7 a settimana – NFL week 2
Ogni settimana tratteremo sette spunti di riflessione più o meno seri donatici dalla National Football League
SUSHI DI DELFINO – Nessuno si aspettava che Ryan Tannehill e i suoi Miami Dolphins marciassero sui resti dei New England Patriots, ancora privi di Brady e Gronk, ma di sicuro la banda di Adam Gase aveva la migliore opportunità da anni a questa parte di sbancare Foxborough. Neanche il tempo di allacciarsi gli scarpini e siamo già 31-3. I Pats non chiedono per favore e si prendono tutto quello che Miami può umanamente concedere. A cambiare la partita ci pensa Kiko Alonso, che livella Jimmy Garoppolo e gli causa un serio infortunio alla spalla che lo costringe al forfeit. I ‘Fins arrivano fino al 31-24 palla in mano, ma senza arrivare a punti. La non-difesa nell’ultimo quarto e la gestione rivedibile del cronometro fanno il resto. Incredibile come giocare contro il terzo QB di una squadra, sapendo quindi che LaGarrette Blount correrà a tutto spiano, non permetta ai tonni di mettere un freno alle scorribande del nerboruto ex-Steeler. Ah, non preoccupatevi troppo per Bill Belichick: quasi certamente giovedì contro Houston anche Jacoby Brissett sfornerà una solida prestazione. Dovesse a sua volta essere messo KO da JJ Watt, date in mano una palla al magazziniere e anche lui avrà successo. Sì, però non quello che ha sgonfiato i palloni, per carità. Dopotutto, nel bene e nel male, parliamo dei Patriots…
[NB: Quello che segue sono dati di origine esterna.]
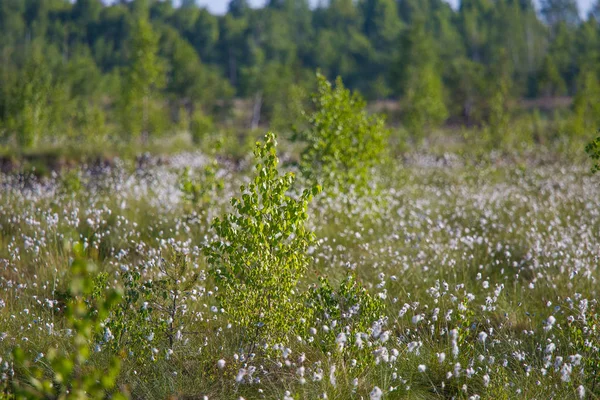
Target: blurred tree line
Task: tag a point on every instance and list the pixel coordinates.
(138, 68)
Roulette – Esiste qualcosa di più ridicolo, incerto, folle e appassionante e insensato della NFC East? L’anno scorso i Washington Redskins hanno vinto la division più per demeriti altrui che per meriti propri, ma la musica è cambiata. I Dallas Cowboys, sbeffeggiati in lungo e in largo nei media americani dopo domenica scorsa, vincono e convincono 27-23 contro i pellerossa, in cui Kirk Cousins resta un grattacapo più per i compagni che per gli avversari. Vedi intercetto finale sanguinoso di Church su third-and-goal dalle 6 yard. Non che i texani non si siano messi d’impegno per perderla, con due fumble di Ezekiel Elliott e il three-and-out di Dak Prescott che con spiccioli sul cronometro ha dato una nuova chance a Washington di arrivare in end zone. Vi assicuro che se l’Hail Mary finale di Capt. Kirk avesse avuto successo, Jerry Jones non avrebbe avuto alternative se non cambiare nome e città, suo e della squadra. Non so loro, ma se io fossi un Cowboy prima di festeggiare aspetterei non solo la fine del drive, non solo la fine della partita, ma proprio anche le analisi antidoping e il giudice sportivo – minimo.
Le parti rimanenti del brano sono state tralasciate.